Australian RATM Article

Rage Against The Machine's performance at the recent Big Day Out on the Gold Coast had fans, critics and even rival record company executives singing their praises. The band performed at the Big Day Out in Perth on Sydney February 4.

Nailbomb put a diagram of how to construct a crude but highly effective explosive in the CD packaging of their Proud To Commit Commercial Suicide album. But you had to take out the CD to see it. Rage Against The Machine on the other hand didn't want their do-it-yourself guide to the world of molotov cocktails obscured by anything; they slapped it on the back of a T-shirt: A simple gesture for training the street soldiers for any eventualities.

"The only real trouble we've had was in France," said Rage's extremely pleasant guitarist Tom Morello, who played in a high school punk band called the Electric Sheep with Adam Jones of Tool. "We had to get out of the country before the authorities confiscated all of our stuff - and probably us," he continued. "They took it pretty seriously over there. Other than that I've been really surprised that nowhere else has there been that kind of reaction to it because it's pretty explicit on how to make and detonate the molotov cocktail. I think that kind of thing is important. If people are not checking the Anarchist Cookbook out of the library any more they can always look at the back of a Rage Against The Machine T-shirt the next time civil disorder breaks out in the neighbourhood."

Understand that Rage Against The Machine - led by the militant poetry, oratory and singing of Zack De La Rocha - are in a mighty powerful position. Their seething self titled debut album of metal rap clocked up unignorable platinum sales and songs like Killing in the Name were rallying cries of Nuremberg proportions at their gigs, on the journey home afterwards and beyond. That success afforded them the relative luxury of being able to seriously spotlight social wounds and essentially build greater and more effective ammunition in terms of communication and solidarity with which to address those issues. The response to their first ever 'gig' in the living room of one of bass player Timmy C's friends at Huntington Beach in California with - according to Tom - a mere five and a half songs showed them they were onto something. Their appearance at the UK's Reading Festival in 1993 showed them how big that something was.

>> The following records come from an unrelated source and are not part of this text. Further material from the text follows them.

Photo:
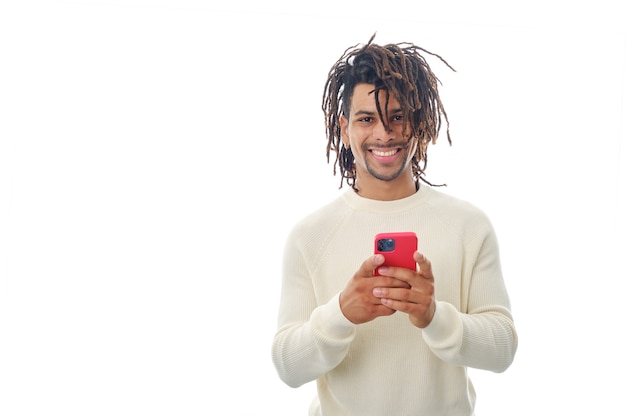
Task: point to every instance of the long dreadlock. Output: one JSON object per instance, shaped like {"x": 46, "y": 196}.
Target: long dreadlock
{"x": 403, "y": 72}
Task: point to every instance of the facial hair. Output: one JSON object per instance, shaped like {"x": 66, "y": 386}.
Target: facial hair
{"x": 395, "y": 174}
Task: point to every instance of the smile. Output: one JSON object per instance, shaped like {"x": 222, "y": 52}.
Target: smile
{"x": 386, "y": 153}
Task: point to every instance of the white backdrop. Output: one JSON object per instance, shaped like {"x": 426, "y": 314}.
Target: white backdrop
{"x": 154, "y": 154}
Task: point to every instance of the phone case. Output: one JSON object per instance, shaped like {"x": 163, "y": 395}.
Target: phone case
{"x": 400, "y": 252}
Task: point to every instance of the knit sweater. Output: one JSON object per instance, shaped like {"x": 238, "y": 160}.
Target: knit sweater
{"x": 388, "y": 366}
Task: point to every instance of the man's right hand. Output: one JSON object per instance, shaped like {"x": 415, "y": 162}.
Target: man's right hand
{"x": 357, "y": 301}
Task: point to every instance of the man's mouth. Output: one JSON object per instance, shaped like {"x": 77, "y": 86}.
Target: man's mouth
{"x": 385, "y": 153}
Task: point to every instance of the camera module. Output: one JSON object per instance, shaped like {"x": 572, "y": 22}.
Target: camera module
{"x": 386, "y": 244}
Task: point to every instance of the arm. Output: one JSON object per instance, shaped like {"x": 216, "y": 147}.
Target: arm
{"x": 484, "y": 337}
{"x": 313, "y": 339}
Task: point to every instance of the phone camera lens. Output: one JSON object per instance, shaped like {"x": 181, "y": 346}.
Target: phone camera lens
{"x": 386, "y": 244}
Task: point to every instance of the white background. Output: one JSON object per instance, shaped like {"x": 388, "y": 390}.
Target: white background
{"x": 154, "y": 154}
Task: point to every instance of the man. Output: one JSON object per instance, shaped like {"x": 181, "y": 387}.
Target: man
{"x": 399, "y": 343}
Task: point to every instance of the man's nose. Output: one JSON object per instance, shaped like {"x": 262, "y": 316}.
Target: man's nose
{"x": 382, "y": 133}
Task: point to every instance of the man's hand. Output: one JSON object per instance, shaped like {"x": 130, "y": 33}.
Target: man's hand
{"x": 418, "y": 300}
{"x": 358, "y": 302}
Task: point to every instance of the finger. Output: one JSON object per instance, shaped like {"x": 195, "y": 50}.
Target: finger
{"x": 424, "y": 266}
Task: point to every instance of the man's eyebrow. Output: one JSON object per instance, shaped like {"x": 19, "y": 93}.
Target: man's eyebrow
{"x": 393, "y": 111}
{"x": 364, "y": 113}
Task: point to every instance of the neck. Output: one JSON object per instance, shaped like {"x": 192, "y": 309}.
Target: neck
{"x": 388, "y": 190}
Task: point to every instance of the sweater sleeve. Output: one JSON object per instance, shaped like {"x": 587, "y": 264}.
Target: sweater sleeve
{"x": 311, "y": 339}
{"x": 483, "y": 334}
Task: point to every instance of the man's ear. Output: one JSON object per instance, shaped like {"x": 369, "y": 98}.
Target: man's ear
{"x": 345, "y": 139}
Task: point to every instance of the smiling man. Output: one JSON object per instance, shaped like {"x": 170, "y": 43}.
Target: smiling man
{"x": 398, "y": 343}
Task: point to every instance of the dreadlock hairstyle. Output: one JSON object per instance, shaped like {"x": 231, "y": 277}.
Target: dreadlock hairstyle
{"x": 403, "y": 72}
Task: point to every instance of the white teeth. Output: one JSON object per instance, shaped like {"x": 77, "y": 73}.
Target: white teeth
{"x": 387, "y": 153}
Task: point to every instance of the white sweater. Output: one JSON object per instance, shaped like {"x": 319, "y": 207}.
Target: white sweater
{"x": 388, "y": 366}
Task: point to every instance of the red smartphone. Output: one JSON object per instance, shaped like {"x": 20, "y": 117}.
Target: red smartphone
{"x": 398, "y": 249}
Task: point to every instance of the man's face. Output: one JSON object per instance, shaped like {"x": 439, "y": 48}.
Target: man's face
{"x": 379, "y": 154}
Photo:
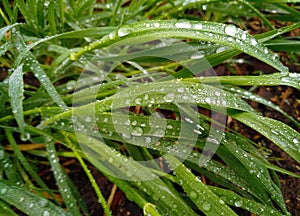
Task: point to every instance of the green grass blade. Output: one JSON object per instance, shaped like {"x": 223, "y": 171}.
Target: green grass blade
{"x": 6, "y": 210}
{"x": 99, "y": 154}
{"x": 6, "y": 29}
{"x": 227, "y": 35}
{"x": 284, "y": 45}
{"x": 287, "y": 79}
{"x": 282, "y": 135}
{"x": 28, "y": 202}
{"x": 236, "y": 200}
{"x": 258, "y": 173}
{"x": 25, "y": 162}
{"x": 199, "y": 193}
{"x": 254, "y": 97}
{"x": 16, "y": 89}
{"x": 61, "y": 179}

"That was actually the first time we played for a very large audience that was familiar with our music. It was a day where it dawned on me that maybe we have something that's pretty special going on. It seemed to be something that translated in a large venue with the same kind of impact that a lot of bands are only able to achieve in more intimate confines. Normally when we're playing our songs personally I'm in the moment and rocking out, but if you take a look out and see actually what's going on it's staggering sometimes," he laughed.

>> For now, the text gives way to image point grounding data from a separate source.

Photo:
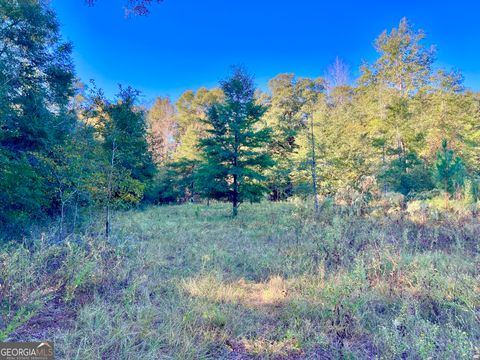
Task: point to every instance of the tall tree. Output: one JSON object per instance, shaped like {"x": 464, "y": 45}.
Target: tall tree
{"x": 235, "y": 148}
{"x": 137, "y": 7}
{"x": 36, "y": 84}
{"x": 450, "y": 171}
{"x": 161, "y": 130}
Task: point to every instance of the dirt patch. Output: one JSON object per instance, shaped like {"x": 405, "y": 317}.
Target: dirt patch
{"x": 53, "y": 317}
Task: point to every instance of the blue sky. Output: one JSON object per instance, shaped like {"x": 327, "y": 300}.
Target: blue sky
{"x": 185, "y": 44}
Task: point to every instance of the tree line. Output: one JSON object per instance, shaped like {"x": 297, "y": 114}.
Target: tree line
{"x": 411, "y": 126}
{"x": 66, "y": 149}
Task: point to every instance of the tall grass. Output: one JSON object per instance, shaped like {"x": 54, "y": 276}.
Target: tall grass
{"x": 189, "y": 282}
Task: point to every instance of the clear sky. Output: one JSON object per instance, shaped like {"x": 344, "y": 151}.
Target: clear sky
{"x": 185, "y": 44}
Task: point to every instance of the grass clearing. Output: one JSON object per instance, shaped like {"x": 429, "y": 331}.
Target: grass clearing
{"x": 189, "y": 282}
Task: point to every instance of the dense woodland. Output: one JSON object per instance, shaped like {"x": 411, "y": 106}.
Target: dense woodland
{"x": 325, "y": 218}
{"x": 404, "y": 126}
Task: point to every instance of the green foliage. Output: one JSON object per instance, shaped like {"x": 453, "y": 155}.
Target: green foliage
{"x": 234, "y": 148}
{"x": 407, "y": 175}
{"x": 36, "y": 77}
{"x": 450, "y": 171}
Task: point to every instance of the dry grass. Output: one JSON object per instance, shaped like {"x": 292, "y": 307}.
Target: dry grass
{"x": 188, "y": 282}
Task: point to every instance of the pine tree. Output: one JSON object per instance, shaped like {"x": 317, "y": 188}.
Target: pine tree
{"x": 450, "y": 170}
{"x": 234, "y": 149}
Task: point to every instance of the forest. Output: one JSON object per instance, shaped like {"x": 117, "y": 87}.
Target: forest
{"x": 318, "y": 218}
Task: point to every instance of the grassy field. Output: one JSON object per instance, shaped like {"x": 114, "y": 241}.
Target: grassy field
{"x": 189, "y": 282}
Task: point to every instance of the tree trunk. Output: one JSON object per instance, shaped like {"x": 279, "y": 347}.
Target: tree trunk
{"x": 446, "y": 194}
{"x": 314, "y": 169}
{"x": 109, "y": 191}
{"x": 235, "y": 196}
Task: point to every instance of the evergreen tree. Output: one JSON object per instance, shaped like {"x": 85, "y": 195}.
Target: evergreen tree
{"x": 234, "y": 149}
{"x": 450, "y": 171}
{"x": 36, "y": 84}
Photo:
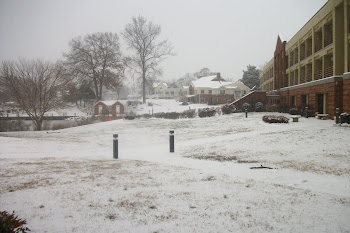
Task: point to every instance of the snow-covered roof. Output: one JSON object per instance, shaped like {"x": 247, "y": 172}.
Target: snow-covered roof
{"x": 109, "y": 102}
{"x": 157, "y": 84}
{"x": 207, "y": 82}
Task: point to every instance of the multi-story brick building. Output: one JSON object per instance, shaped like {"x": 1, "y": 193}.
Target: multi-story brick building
{"x": 312, "y": 68}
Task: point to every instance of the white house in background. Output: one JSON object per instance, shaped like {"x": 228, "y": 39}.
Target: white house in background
{"x": 162, "y": 90}
{"x": 213, "y": 90}
{"x": 244, "y": 89}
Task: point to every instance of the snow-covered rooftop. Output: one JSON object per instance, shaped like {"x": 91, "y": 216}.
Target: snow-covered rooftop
{"x": 207, "y": 82}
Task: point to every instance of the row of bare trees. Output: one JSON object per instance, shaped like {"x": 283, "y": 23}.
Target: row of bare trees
{"x": 96, "y": 59}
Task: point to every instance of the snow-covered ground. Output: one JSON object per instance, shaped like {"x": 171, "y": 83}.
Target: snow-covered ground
{"x": 164, "y": 105}
{"x": 68, "y": 181}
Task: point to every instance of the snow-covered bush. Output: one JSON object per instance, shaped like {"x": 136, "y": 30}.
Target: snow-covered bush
{"x": 16, "y": 125}
{"x": 228, "y": 109}
{"x": 259, "y": 107}
{"x": 294, "y": 111}
{"x": 188, "y": 114}
{"x": 11, "y": 223}
{"x": 246, "y": 106}
{"x": 172, "y": 115}
{"x": 271, "y": 108}
{"x": 275, "y": 119}
{"x": 133, "y": 103}
{"x": 206, "y": 112}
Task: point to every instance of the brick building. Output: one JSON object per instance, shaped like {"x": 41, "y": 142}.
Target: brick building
{"x": 312, "y": 68}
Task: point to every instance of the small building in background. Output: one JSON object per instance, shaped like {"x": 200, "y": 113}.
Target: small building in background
{"x": 163, "y": 91}
{"x": 109, "y": 107}
{"x": 213, "y": 90}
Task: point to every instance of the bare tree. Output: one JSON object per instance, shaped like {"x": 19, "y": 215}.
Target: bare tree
{"x": 97, "y": 57}
{"x": 142, "y": 37}
{"x": 37, "y": 86}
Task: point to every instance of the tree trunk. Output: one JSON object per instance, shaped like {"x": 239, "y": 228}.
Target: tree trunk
{"x": 96, "y": 89}
{"x": 143, "y": 84}
{"x": 38, "y": 124}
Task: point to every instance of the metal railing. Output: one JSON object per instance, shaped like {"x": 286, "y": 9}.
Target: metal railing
{"x": 328, "y": 72}
{"x": 318, "y": 74}
{"x": 308, "y": 77}
{"x": 318, "y": 46}
{"x": 328, "y": 40}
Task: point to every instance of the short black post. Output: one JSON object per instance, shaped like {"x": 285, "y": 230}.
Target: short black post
{"x": 337, "y": 115}
{"x": 171, "y": 139}
{"x": 306, "y": 112}
{"x": 115, "y": 146}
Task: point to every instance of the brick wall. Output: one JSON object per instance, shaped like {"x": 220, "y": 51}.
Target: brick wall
{"x": 334, "y": 91}
{"x": 346, "y": 95}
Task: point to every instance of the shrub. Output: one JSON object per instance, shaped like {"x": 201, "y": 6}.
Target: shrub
{"x": 104, "y": 112}
{"x": 259, "y": 107}
{"x": 275, "y": 119}
{"x": 10, "y": 223}
{"x": 16, "y": 125}
{"x": 246, "y": 106}
{"x": 294, "y": 111}
{"x": 188, "y": 114}
{"x": 271, "y": 108}
{"x": 228, "y": 109}
{"x": 172, "y": 115}
{"x": 159, "y": 115}
{"x": 147, "y": 116}
{"x": 206, "y": 113}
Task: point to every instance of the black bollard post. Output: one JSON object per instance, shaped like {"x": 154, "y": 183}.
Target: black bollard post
{"x": 337, "y": 115}
{"x": 115, "y": 146}
{"x": 171, "y": 139}
{"x": 306, "y": 112}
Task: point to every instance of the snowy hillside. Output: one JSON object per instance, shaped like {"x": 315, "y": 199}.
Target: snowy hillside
{"x": 68, "y": 181}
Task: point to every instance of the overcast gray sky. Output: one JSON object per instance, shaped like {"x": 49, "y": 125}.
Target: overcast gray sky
{"x": 222, "y": 35}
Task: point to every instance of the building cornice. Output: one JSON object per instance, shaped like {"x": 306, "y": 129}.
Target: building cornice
{"x": 315, "y": 83}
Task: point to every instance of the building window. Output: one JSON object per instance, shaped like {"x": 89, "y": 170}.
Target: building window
{"x": 293, "y": 101}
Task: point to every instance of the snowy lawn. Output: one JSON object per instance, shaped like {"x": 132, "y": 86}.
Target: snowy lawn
{"x": 67, "y": 180}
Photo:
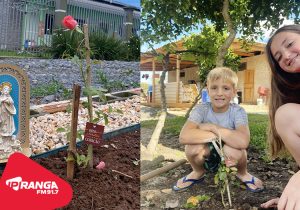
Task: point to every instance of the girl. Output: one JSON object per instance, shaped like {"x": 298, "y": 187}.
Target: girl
{"x": 283, "y": 51}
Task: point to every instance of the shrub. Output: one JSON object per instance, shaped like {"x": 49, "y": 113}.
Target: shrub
{"x": 51, "y": 88}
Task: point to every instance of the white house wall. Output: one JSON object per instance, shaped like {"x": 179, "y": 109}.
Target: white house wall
{"x": 190, "y": 74}
{"x": 262, "y": 73}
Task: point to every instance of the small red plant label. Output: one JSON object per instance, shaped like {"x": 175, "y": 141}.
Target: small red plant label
{"x": 93, "y": 133}
{"x": 27, "y": 185}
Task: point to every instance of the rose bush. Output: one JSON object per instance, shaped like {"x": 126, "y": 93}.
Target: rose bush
{"x": 69, "y": 22}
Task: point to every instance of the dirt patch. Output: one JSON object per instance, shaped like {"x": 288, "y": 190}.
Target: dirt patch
{"x": 156, "y": 193}
{"x": 94, "y": 189}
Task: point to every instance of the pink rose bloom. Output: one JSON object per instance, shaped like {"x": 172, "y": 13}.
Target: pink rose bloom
{"x": 69, "y": 22}
{"x": 101, "y": 165}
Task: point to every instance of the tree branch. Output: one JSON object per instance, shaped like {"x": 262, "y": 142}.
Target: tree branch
{"x": 232, "y": 33}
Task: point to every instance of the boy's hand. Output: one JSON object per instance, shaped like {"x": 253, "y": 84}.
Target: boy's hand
{"x": 210, "y": 127}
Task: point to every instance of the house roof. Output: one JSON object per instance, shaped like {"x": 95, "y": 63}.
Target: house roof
{"x": 189, "y": 61}
{"x": 117, "y": 3}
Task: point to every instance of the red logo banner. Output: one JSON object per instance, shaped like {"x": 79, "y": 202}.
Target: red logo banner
{"x": 27, "y": 185}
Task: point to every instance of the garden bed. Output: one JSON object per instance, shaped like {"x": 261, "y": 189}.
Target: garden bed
{"x": 44, "y": 134}
{"x": 156, "y": 193}
{"x": 106, "y": 189}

And did Tom find that an empowering or frightening experience? "Not really frightening," he says. "The live thing is both a very visceral experience and it's something that hopefully is very energising and you get that back from the audience. When I was younger and going to heavy-metal shows you'd bring all your frustrations, your sexual frustrations, your family problems, your job problems, whatever, into the arena and you let it all out and you'd go home drained. I get the sense that at the best shows people go away angrier than when they came in and with more resolve. Hopefully, they'll be inspired to do more than go home to be the well behaved consumers that their masters want them to be. It's music to fan the flames of discontent."

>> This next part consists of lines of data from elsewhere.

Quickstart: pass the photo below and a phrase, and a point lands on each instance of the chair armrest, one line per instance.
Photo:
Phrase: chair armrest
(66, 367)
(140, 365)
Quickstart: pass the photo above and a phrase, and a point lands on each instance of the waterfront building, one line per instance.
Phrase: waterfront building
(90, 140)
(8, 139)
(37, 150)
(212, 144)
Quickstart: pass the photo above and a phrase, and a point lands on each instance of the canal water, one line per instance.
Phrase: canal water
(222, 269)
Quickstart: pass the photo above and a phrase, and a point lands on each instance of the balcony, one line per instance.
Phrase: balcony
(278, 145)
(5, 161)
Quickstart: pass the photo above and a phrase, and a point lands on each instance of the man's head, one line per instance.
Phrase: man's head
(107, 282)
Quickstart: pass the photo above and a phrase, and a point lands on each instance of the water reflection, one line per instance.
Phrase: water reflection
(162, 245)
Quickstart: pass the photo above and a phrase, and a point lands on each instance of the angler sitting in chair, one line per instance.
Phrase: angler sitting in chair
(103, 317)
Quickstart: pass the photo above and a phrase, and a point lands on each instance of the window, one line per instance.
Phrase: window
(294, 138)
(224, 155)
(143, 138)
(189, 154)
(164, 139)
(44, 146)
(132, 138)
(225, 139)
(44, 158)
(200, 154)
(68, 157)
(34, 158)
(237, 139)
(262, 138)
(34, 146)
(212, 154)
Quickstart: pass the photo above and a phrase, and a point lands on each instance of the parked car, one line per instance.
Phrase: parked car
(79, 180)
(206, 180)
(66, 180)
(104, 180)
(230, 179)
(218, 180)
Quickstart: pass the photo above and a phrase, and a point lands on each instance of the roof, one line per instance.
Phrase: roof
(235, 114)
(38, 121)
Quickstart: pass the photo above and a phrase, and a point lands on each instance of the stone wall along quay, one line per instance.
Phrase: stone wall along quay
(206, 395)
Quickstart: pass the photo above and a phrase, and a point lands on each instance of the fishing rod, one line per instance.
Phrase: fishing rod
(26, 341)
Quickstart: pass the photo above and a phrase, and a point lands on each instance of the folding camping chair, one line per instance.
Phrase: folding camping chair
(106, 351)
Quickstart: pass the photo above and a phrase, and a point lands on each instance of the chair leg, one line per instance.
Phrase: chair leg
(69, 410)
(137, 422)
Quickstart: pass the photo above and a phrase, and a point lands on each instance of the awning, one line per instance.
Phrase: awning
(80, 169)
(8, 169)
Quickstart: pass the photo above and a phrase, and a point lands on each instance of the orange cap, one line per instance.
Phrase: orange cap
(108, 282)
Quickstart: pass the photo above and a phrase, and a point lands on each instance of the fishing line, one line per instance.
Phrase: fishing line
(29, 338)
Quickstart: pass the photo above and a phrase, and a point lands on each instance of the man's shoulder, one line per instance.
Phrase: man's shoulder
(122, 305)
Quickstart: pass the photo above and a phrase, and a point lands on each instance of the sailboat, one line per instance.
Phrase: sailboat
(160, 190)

And fanning those flames - as the old saying goes- begins at home: Exhibit A: Material for Rage's second album, titled Evil Empire and due in March, wasn't exclusively previewed to a select group of fans, friends or music industry types. Instead in early September Rage held a benefit show for the Chiappas Indians of South America in Zack's warehouse home: Around 500 turned up for a set that included NWA's Fuck The Police. The drums got trashed at the end of the show. Zack's probably still finding guitar picks in his breakfast cereal. The exercise was one of assistance not a publicity stunt. CNN wasn't alerted in advance. It was just business as usual for Rage:

"It was pretty warm in there," Tom laughed. "In the last year we've played three or four benefit concerts which are a great venue to air new material as well as bring some money in for a good cause."

Tom has always kept the riffs for the soundtrack for those causes on cassette: Most of the band`s first album songs like Bombtrack, Freedom and Township rebellion had roots on one tape. Hopefully the guitarist believes in insurance. "The riff from Killing In The Name was on the cassette. Every song that I've ever come up with or written a part of has gone through that little cassette player. Tragically it's broken in the last couple of weeks," he laughed. "I'm not normally very superstitious, but I had to go out and buy exactly the same kind. I've had that thing for 10 years so now the kind that I wanted was the most outdated and cheapest. I had to go back to the same store to get it."

In radical terms Tom comes from fine blood stock. His father, who lives in Kenya, was a member of the infamous Mau Mau guerrilla group that freed the country from British ruling ties. His mother, who lives in Chicago, is a founding member of the anti-censorship organisation, Parents For Rock and Rap. Ma Morello went so far as to introduce Rage at Lollapalooza as: 'The best fucking band on the tour'. Needless to say the band's new album material has been put before her for appraisal. "Yes, of course. She's always hungry for tapes of whatever so she can pass judgement on it. She's a pretty harsh critic, but she seems to like this stuff a lot. It has to pretty heavy for mum."